We'll demonstrate how to create a neural network with synthetic data for the task of real-time 3D pose estimation of vehicles.
Our client had a vision for an app that would guide users to capture higher quality car photos through AR guides and automatic photo capture. This article is focused on the tech that went into building the car pose estimation component. In the app, users are guided to stand at certain angles and distances from the car to capture the best pictures in a standardized way. When the user is in the correct position, high resolution photos are automatically captured.
We needed a way to know roughly where a user is standing in 3d space relative to the car they are photographing. Since this was a prototype app, we only had a few weeks to come up with a working solution.

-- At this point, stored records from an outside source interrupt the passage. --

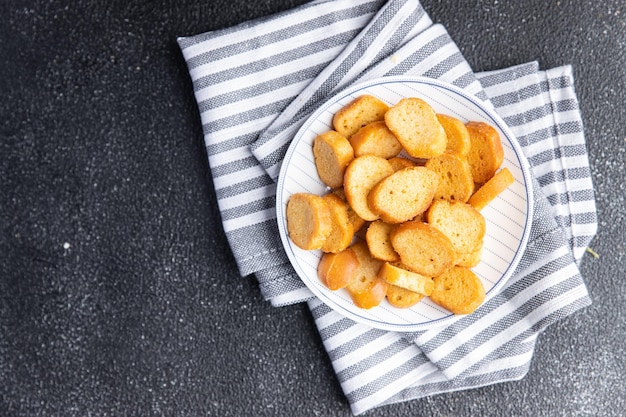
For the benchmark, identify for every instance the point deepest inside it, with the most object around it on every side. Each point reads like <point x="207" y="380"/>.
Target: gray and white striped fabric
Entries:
<point x="256" y="83"/>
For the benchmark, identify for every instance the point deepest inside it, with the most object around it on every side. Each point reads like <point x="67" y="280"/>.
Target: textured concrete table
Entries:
<point x="118" y="292"/>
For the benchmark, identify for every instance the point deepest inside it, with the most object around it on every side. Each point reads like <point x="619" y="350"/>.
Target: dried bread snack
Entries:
<point x="366" y="289"/>
<point x="353" y="218"/>
<point x="423" y="248"/>
<point x="401" y="297"/>
<point x="456" y="133"/>
<point x="362" y="174"/>
<point x="342" y="231"/>
<point x="378" y="241"/>
<point x="375" y="139"/>
<point x="336" y="270"/>
<point x="332" y="153"/>
<point x="415" y="124"/>
<point x="486" y="153"/>
<point x="403" y="195"/>
<point x="308" y="220"/>
<point x="400" y="276"/>
<point x="458" y="290"/>
<point x="398" y="163"/>
<point x="455" y="176"/>
<point x="491" y="189"/>
<point x="460" y="222"/>
<point x="425" y="230"/>
<point x="470" y="259"/>
<point x="359" y="112"/>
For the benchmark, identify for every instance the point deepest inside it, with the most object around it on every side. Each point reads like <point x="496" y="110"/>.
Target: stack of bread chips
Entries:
<point x="402" y="220"/>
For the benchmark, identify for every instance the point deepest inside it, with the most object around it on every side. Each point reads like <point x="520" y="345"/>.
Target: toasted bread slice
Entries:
<point x="336" y="270"/>
<point x="458" y="290"/>
<point x="379" y="243"/>
<point x="455" y="176"/>
<point x="460" y="222"/>
<point x="403" y="195"/>
<point x="362" y="174"/>
<point x="366" y="289"/>
<point x="342" y="231"/>
<point x="375" y="139"/>
<point x="332" y="153"/>
<point x="415" y="124"/>
<point x="470" y="259"/>
<point x="456" y="133"/>
<point x="308" y="220"/>
<point x="423" y="248"/>
<point x="491" y="189"/>
<point x="402" y="277"/>
<point x="486" y="152"/>
<point x="354" y="218"/>
<point x="402" y="298"/>
<point x="359" y="112"/>
<point x="398" y="163"/>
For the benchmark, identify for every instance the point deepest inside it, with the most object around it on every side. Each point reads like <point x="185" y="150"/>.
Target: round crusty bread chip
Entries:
<point x="366" y="289"/>
<point x="342" y="231"/>
<point x="460" y="222"/>
<point x="402" y="277"/>
<point x="336" y="270"/>
<point x="403" y="195"/>
<point x="359" y="112"/>
<point x="378" y="241"/>
<point x="375" y="139"/>
<point x="362" y="174"/>
<point x="457" y="134"/>
<point x="354" y="218"/>
<point x="398" y="163"/>
<point x="332" y="153"/>
<point x="401" y="297"/>
<point x="308" y="220"/>
<point x="423" y="248"/>
<point x="455" y="176"/>
<point x="415" y="124"/>
<point x="471" y="259"/>
<point x="486" y="153"/>
<point x="458" y="290"/>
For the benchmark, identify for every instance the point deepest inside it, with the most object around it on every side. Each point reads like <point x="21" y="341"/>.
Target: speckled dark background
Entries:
<point x="118" y="292"/>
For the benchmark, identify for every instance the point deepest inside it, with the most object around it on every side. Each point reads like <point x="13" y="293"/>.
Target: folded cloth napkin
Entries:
<point x="256" y="83"/>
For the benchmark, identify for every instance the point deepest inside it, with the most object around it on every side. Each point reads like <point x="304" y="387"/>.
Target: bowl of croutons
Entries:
<point x="404" y="203"/>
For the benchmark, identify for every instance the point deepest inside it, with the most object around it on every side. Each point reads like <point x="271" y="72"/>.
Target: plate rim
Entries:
<point x="352" y="89"/>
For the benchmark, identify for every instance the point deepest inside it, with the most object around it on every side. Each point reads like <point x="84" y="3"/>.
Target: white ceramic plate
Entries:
<point x="508" y="217"/>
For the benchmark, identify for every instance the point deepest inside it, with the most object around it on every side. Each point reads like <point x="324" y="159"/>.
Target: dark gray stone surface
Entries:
<point x="118" y="293"/>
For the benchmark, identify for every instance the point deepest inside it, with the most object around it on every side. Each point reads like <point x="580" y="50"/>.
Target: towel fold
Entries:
<point x="256" y="83"/>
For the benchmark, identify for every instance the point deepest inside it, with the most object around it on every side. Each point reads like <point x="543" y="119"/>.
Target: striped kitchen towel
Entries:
<point x="256" y="83"/>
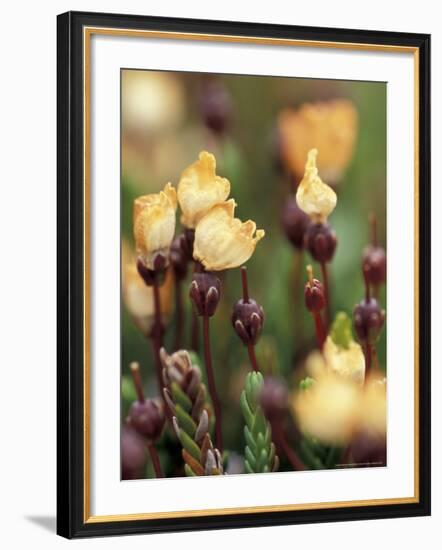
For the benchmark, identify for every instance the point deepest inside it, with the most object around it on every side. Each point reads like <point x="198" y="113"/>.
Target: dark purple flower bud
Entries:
<point x="320" y="240"/>
<point x="133" y="453"/>
<point x="157" y="274"/>
<point x="248" y="320"/>
<point x="374" y="264"/>
<point x="369" y="450"/>
<point x="294" y="222"/>
<point x="216" y="106"/>
<point x="147" y="418"/>
<point x="179" y="257"/>
<point x="205" y="293"/>
<point x="368" y="320"/>
<point x="314" y="295"/>
<point x="274" y="399"/>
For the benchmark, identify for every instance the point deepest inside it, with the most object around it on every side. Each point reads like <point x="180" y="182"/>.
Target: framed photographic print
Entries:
<point x="243" y="274"/>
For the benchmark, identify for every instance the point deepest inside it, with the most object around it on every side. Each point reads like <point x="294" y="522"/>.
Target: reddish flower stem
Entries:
<point x="155" y="460"/>
<point x="326" y="294"/>
<point x="157" y="335"/>
<point x="252" y="357"/>
<point x="136" y="377"/>
<point x="368" y="351"/>
<point x="245" y="286"/>
<point x="320" y="330"/>
<point x="179" y="315"/>
<point x="291" y="455"/>
<point x="211" y="383"/>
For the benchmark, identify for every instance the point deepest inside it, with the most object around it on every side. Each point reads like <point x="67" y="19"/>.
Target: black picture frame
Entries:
<point x="71" y="522"/>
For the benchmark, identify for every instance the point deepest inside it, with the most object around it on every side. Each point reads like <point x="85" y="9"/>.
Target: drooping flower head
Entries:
<point x="199" y="189"/>
<point x="331" y="126"/>
<point x="314" y="197"/>
<point x="154" y="225"/>
<point x="223" y="241"/>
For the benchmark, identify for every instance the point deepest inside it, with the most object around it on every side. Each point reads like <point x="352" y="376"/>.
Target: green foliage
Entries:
<point x="341" y="332"/>
<point x="259" y="454"/>
<point x="185" y="396"/>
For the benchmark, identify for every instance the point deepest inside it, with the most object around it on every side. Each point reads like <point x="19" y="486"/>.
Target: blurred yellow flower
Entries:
<point x="348" y="363"/>
<point x="328" y="409"/>
<point x="139" y="300"/>
<point x="330" y="126"/>
<point x="199" y="189"/>
<point x="314" y="197"/>
<point x="374" y="408"/>
<point x="151" y="101"/>
<point x="334" y="409"/>
<point x="223" y="241"/>
<point x="154" y="224"/>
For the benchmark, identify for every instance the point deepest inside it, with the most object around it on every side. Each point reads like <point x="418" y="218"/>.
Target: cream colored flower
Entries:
<point x="139" y="300"/>
<point x="374" y="408"/>
<point x="314" y="197"/>
<point x="349" y="363"/>
<point x="154" y="224"/>
<point x="199" y="189"/>
<point x="328" y="410"/>
<point x="223" y="241"/>
<point x="330" y="126"/>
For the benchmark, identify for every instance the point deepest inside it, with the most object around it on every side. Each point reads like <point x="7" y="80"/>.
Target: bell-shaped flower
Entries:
<point x="330" y="126"/>
<point x="154" y="225"/>
<point x="314" y="197"/>
<point x="223" y="241"/>
<point x="199" y="189"/>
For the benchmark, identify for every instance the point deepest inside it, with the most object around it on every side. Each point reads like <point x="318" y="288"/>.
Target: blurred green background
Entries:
<point x="163" y="131"/>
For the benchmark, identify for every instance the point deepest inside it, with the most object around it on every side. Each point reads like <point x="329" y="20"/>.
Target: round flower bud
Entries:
<point x="157" y="274"/>
<point x="320" y="240"/>
<point x="314" y="295"/>
<point x="248" y="320"/>
<point x="147" y="418"/>
<point x="274" y="399"/>
<point x="374" y="264"/>
<point x="179" y="257"/>
<point x="133" y="453"/>
<point x="294" y="222"/>
<point x="205" y="293"/>
<point x="368" y="320"/>
<point x="216" y="106"/>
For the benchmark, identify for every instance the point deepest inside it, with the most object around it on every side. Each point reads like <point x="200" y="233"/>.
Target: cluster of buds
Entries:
<point x="216" y="106"/>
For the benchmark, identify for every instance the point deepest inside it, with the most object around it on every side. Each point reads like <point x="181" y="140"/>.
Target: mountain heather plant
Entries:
<point x="331" y="414"/>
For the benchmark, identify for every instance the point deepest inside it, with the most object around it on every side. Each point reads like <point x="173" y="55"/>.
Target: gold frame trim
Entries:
<point x="87" y="33"/>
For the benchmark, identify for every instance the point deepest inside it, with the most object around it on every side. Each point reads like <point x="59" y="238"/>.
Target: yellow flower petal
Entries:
<point x="154" y="224"/>
<point x="222" y="241"/>
<point x="328" y="410"/>
<point x="349" y="363"/>
<point x="313" y="196"/>
<point x="199" y="189"/>
<point x="330" y="126"/>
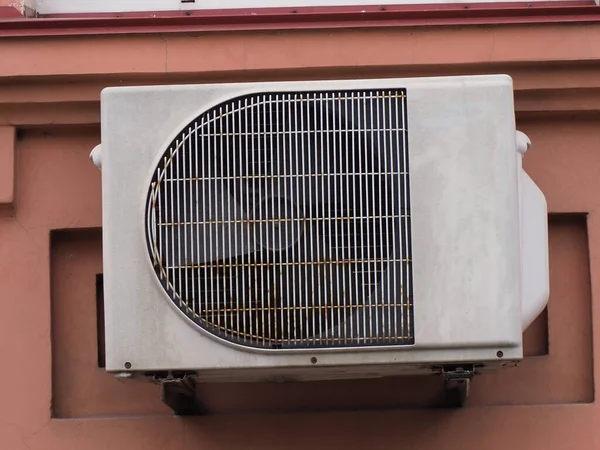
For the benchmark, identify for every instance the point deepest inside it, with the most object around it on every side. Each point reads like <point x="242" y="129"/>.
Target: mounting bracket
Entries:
<point x="457" y="383"/>
<point x="179" y="394"/>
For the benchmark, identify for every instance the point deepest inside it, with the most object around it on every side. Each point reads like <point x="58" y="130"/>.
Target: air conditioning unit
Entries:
<point x="318" y="229"/>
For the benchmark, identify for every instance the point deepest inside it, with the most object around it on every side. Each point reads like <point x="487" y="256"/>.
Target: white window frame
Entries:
<point x="44" y="7"/>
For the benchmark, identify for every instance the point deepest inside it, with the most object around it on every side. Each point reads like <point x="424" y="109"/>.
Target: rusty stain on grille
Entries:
<point x="282" y="220"/>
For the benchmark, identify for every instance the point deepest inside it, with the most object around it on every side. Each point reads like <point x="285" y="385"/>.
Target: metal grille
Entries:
<point x="282" y="220"/>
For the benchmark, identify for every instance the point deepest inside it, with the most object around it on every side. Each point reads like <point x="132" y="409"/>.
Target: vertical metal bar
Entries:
<point x="364" y="265"/>
<point x="246" y="293"/>
<point x="335" y="221"/>
<point x="325" y="215"/>
<point x="298" y="147"/>
<point x="390" y="220"/>
<point x="303" y="158"/>
<point x="184" y="250"/>
<point x="171" y="270"/>
<point x="313" y="301"/>
<point x="352" y="180"/>
<point x="255" y="165"/>
<point x="180" y="228"/>
<point x="284" y="293"/>
<point x="237" y="215"/>
<point x="206" y="213"/>
<point x="406" y="213"/>
<point x="229" y="226"/>
<point x="370" y="227"/>
<point x="381" y="172"/>
<point x="345" y="225"/>
<point x="218" y="217"/>
<point x="197" y="296"/>
<point x="275" y="198"/>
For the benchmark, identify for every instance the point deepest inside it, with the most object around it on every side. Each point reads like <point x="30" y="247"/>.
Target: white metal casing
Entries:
<point x="470" y="203"/>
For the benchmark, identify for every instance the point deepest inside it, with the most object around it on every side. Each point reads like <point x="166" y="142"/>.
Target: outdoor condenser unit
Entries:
<point x="318" y="229"/>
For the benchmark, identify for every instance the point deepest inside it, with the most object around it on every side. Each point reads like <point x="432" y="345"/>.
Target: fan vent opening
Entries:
<point x="282" y="220"/>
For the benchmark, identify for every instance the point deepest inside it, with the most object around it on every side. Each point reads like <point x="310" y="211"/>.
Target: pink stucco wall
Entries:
<point x="54" y="395"/>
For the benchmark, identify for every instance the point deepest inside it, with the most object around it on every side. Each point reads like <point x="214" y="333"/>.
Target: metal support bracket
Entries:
<point x="179" y="394"/>
<point x="457" y="382"/>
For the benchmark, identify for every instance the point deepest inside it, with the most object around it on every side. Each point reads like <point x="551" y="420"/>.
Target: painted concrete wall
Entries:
<point x="53" y="394"/>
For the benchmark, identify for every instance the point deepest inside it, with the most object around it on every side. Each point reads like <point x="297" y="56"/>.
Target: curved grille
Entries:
<point x="282" y="220"/>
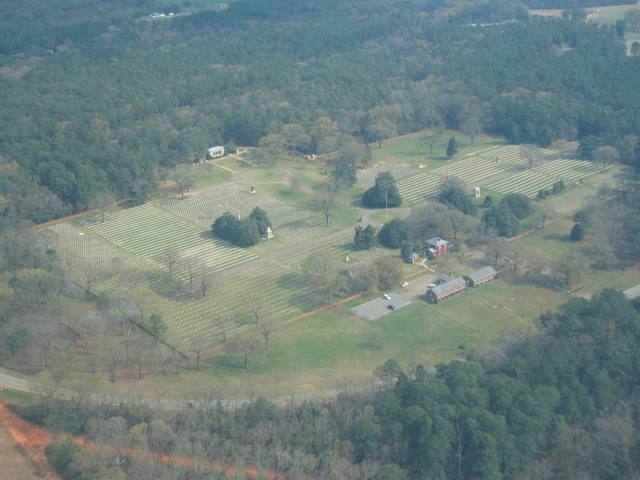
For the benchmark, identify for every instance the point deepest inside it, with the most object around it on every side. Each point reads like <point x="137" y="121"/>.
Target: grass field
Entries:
<point x="605" y="15"/>
<point x="542" y="177"/>
<point x="335" y="347"/>
<point x="479" y="167"/>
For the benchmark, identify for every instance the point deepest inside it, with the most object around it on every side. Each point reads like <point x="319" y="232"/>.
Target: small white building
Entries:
<point x="215" y="152"/>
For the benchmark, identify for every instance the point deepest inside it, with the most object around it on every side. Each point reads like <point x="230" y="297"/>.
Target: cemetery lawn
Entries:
<point x="334" y="349"/>
<point x="414" y="148"/>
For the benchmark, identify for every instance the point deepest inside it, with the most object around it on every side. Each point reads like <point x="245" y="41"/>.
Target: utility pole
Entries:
<point x="386" y="204"/>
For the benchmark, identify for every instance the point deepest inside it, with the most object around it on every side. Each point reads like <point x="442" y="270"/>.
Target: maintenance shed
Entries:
<point x="448" y="289"/>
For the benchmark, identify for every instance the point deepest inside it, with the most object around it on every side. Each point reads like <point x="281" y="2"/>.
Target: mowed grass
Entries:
<point x="414" y="148"/>
<point x="336" y="347"/>
<point x="603" y="15"/>
<point x="552" y="244"/>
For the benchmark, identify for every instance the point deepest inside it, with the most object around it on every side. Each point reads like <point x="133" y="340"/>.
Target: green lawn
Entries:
<point x="415" y="148"/>
<point x="336" y="348"/>
<point x="603" y="15"/>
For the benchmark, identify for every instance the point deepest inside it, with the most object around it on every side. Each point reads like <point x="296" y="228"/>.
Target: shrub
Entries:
<point x="393" y="233"/>
<point x="577" y="233"/>
<point x="383" y="193"/>
<point x="519" y="204"/>
<point x="454" y="196"/>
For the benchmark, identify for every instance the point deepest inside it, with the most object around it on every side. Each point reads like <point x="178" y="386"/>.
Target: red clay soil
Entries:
<point x="34" y="439"/>
<point x="31" y="438"/>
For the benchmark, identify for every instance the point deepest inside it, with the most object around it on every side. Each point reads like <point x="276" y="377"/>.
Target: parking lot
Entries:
<point x="379" y="307"/>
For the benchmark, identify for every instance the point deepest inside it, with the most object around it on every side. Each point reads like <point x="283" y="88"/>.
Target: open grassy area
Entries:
<point x="606" y="14"/>
<point x="336" y="348"/>
<point x="415" y="148"/>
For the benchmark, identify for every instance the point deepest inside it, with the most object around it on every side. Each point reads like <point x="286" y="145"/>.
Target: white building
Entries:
<point x="215" y="152"/>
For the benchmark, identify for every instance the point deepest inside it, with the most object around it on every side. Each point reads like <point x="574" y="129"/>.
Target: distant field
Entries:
<point x="481" y="166"/>
<point x="605" y="15"/>
<point x="337" y="348"/>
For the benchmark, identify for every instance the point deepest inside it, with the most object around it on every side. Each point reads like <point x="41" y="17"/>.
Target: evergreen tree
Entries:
<point x="452" y="147"/>
<point x="577" y="233"/>
<point x="383" y="194"/>
<point x="364" y="237"/>
<point x="393" y="233"/>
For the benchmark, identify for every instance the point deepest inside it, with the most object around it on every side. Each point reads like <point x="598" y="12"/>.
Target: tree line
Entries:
<point x="562" y="402"/>
<point x="151" y="112"/>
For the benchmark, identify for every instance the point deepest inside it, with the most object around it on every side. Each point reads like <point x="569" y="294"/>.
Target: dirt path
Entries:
<point x="32" y="441"/>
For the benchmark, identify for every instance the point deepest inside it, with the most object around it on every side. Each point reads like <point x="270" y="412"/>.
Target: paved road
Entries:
<point x="379" y="307"/>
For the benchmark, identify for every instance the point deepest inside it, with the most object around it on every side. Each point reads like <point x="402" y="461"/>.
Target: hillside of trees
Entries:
<point x="120" y="99"/>
<point x="562" y="404"/>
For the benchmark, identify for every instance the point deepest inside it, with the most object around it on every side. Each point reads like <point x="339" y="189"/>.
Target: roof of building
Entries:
<point x="481" y="273"/>
<point x="437" y="241"/>
<point x="447" y="287"/>
<point x="633" y="292"/>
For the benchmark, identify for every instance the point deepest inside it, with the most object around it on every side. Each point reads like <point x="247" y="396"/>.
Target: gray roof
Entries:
<point x="446" y="287"/>
<point x="437" y="241"/>
<point x="481" y="273"/>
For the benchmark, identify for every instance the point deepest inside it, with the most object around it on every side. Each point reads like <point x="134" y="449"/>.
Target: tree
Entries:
<point x="383" y="194"/>
<point x="453" y="196"/>
<point x="380" y="126"/>
<point x="519" y="204"/>
<point x="261" y="220"/>
<point x="570" y="268"/>
<point x="351" y="151"/>
<point x="266" y="329"/>
<point x="327" y="202"/>
<point x="157" y="325"/>
<point x="389" y="371"/>
<point x="606" y="155"/>
<point x="577" y="233"/>
<point x="183" y="177"/>
<point x="501" y="220"/>
<point x="452" y="147"/>
<point x="393" y="233"/>
<point x="367" y="155"/>
<point x="406" y="251"/>
<point x="243" y="233"/>
<point x="497" y="248"/>
<point x="325" y="135"/>
<point x="322" y="274"/>
<point x="364" y="237"/>
<point x="102" y="201"/>
<point x="273" y="144"/>
<point x="296" y="139"/>
<point x="471" y="123"/>
<point x="343" y="175"/>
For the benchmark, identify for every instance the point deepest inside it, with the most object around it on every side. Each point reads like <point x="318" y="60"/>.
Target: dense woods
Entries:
<point x="119" y="97"/>
<point x="564" y="402"/>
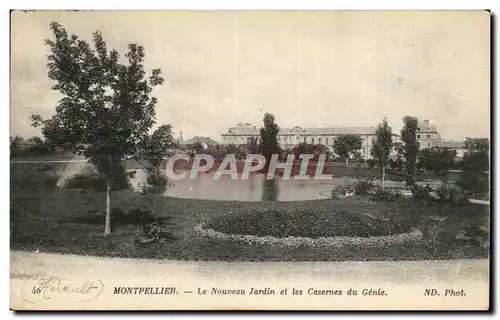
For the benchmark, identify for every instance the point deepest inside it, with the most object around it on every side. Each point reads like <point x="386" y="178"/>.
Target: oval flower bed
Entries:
<point x="293" y="228"/>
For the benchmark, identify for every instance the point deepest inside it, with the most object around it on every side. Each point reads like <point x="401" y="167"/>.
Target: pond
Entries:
<point x="256" y="188"/>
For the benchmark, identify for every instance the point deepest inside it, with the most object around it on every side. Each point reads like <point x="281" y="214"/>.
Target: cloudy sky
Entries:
<point x="312" y="69"/>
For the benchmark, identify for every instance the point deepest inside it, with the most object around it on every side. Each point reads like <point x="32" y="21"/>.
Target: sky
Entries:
<point x="308" y="68"/>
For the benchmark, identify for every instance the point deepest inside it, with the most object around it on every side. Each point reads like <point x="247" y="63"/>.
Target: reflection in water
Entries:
<point x="270" y="190"/>
<point x="256" y="188"/>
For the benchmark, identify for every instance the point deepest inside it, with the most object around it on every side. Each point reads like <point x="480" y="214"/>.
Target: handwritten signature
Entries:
<point x="41" y="286"/>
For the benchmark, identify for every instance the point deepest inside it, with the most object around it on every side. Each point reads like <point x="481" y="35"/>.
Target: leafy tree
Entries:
<point x="268" y="137"/>
<point x="382" y="147"/>
<point x="153" y="148"/>
<point x="197" y="147"/>
<point x="253" y="145"/>
<point x="346" y="145"/>
<point x="315" y="149"/>
<point x="409" y="148"/>
<point x="38" y="146"/>
<point x="15" y="145"/>
<point x="473" y="177"/>
<point x="106" y="108"/>
<point x="437" y="160"/>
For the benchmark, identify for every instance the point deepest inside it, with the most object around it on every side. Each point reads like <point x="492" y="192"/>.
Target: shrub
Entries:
<point x="363" y="187"/>
<point x="140" y="216"/>
<point x="117" y="215"/>
<point x="421" y="192"/>
<point x="156" y="180"/>
<point x="319" y="223"/>
<point x="385" y="194"/>
<point x="96" y="182"/>
<point x="450" y="193"/>
<point x="155" y="233"/>
<point x="32" y="180"/>
<point x="340" y="191"/>
<point x="371" y="163"/>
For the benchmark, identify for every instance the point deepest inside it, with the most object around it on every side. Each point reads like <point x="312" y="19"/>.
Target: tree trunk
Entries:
<point x="383" y="176"/>
<point x="107" y="224"/>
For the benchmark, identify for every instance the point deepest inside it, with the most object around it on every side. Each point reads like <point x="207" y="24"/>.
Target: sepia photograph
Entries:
<point x="250" y="160"/>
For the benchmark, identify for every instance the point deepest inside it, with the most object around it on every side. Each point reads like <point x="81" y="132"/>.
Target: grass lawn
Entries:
<point x="53" y="220"/>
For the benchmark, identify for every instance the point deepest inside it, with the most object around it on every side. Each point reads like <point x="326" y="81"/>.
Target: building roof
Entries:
<point x="247" y="129"/>
<point x="426" y="126"/>
<point x="450" y="144"/>
<point x="197" y="139"/>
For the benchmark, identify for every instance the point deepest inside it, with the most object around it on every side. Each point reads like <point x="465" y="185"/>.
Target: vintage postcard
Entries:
<point x="250" y="160"/>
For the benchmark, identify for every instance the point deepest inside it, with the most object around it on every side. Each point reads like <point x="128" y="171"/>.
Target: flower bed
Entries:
<point x="379" y="241"/>
<point x="342" y="220"/>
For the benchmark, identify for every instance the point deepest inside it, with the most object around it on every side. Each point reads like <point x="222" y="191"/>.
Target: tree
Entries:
<point x="437" y="160"/>
<point x="345" y="145"/>
<point x="106" y="108"/>
<point x="409" y="148"/>
<point x="268" y="137"/>
<point x="15" y="145"/>
<point x="382" y="147"/>
<point x="253" y="145"/>
<point x="152" y="148"/>
<point x="197" y="147"/>
<point x="473" y="178"/>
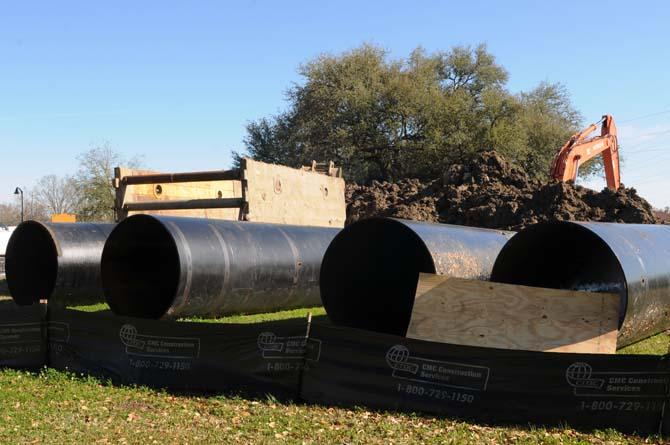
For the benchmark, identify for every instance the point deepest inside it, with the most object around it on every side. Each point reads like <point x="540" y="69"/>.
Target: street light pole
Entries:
<point x="16" y="192"/>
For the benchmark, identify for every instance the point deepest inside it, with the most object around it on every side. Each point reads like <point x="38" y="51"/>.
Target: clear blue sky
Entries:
<point x="176" y="81"/>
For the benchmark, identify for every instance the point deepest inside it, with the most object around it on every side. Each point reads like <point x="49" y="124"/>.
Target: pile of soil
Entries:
<point x="491" y="192"/>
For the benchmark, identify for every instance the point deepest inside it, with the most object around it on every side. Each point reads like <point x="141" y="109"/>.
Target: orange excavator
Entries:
<point x="580" y="148"/>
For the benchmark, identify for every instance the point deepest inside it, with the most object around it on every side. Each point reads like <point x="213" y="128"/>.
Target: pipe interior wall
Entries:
<point x="371" y="269"/>
<point x="55" y="260"/>
<point x="632" y="260"/>
<point x="171" y="267"/>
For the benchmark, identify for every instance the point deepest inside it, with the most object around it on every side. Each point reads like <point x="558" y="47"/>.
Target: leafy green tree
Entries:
<point x="390" y="119"/>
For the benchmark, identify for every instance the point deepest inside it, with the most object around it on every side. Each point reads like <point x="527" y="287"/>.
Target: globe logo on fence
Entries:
<point x="397" y="355"/>
<point x="578" y="371"/>
<point x="128" y="335"/>
<point x="267" y="340"/>
<point x="580" y="375"/>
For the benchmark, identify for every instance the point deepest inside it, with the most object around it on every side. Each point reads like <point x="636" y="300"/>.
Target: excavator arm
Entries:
<point x="580" y="148"/>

We also limited the recognition to a specific model car to shorten development.
Short time frame to build a working solution
Roughly real-time car pose estimation ( < 150 ms )
Limit scope to a specific model of car with varying colors / options
App should capture high quality photos
Hoping for a quick off-the-shelf solution for 3d object pose estimation we tested out a few approaches.
ARKit contains APIs to scan and recognize rigid 3d objects within ARKit. This seemed ideal for us; real-time and built in to ARKit, this would cut development time to zero for this feature. Our main concern here was recognizing different car colors. To test how well ARKit handled this we purchased a small model car in a few different colors.
We scanned one color, then tested on a similar color ( i.e. scan white, test on light blue. ) For some cases the recognition did work. It wasn’t perfect, but maybe if we scanned some set of base colors, that would provide enough invariance to recognize any color of the car we might expect to see.
The next step was trying it on real cars. Turns out real cars behaved a bit differently. Even scanning and testing on the exact same car was not reliable. Sometimes the recognized car would be slightly rotated/translated one way or another. Our guess is that the highly reflective paint jobs on cars make it hard for feature-based scanning and recognition to work ( Apple specifically mentions that reflective objects are not suited for 3d recognition in their documentation. )
We did test out a few other SDKs and got similar results as with ARKit. Some libraries required specific ‘initialization templates’ or positions the user needs to match up to kick start the 3d object tracking. This wasn’t ideal since we wanted to guide the user to certain positions, so the recognition needs to work from a wide variety of angles / positions.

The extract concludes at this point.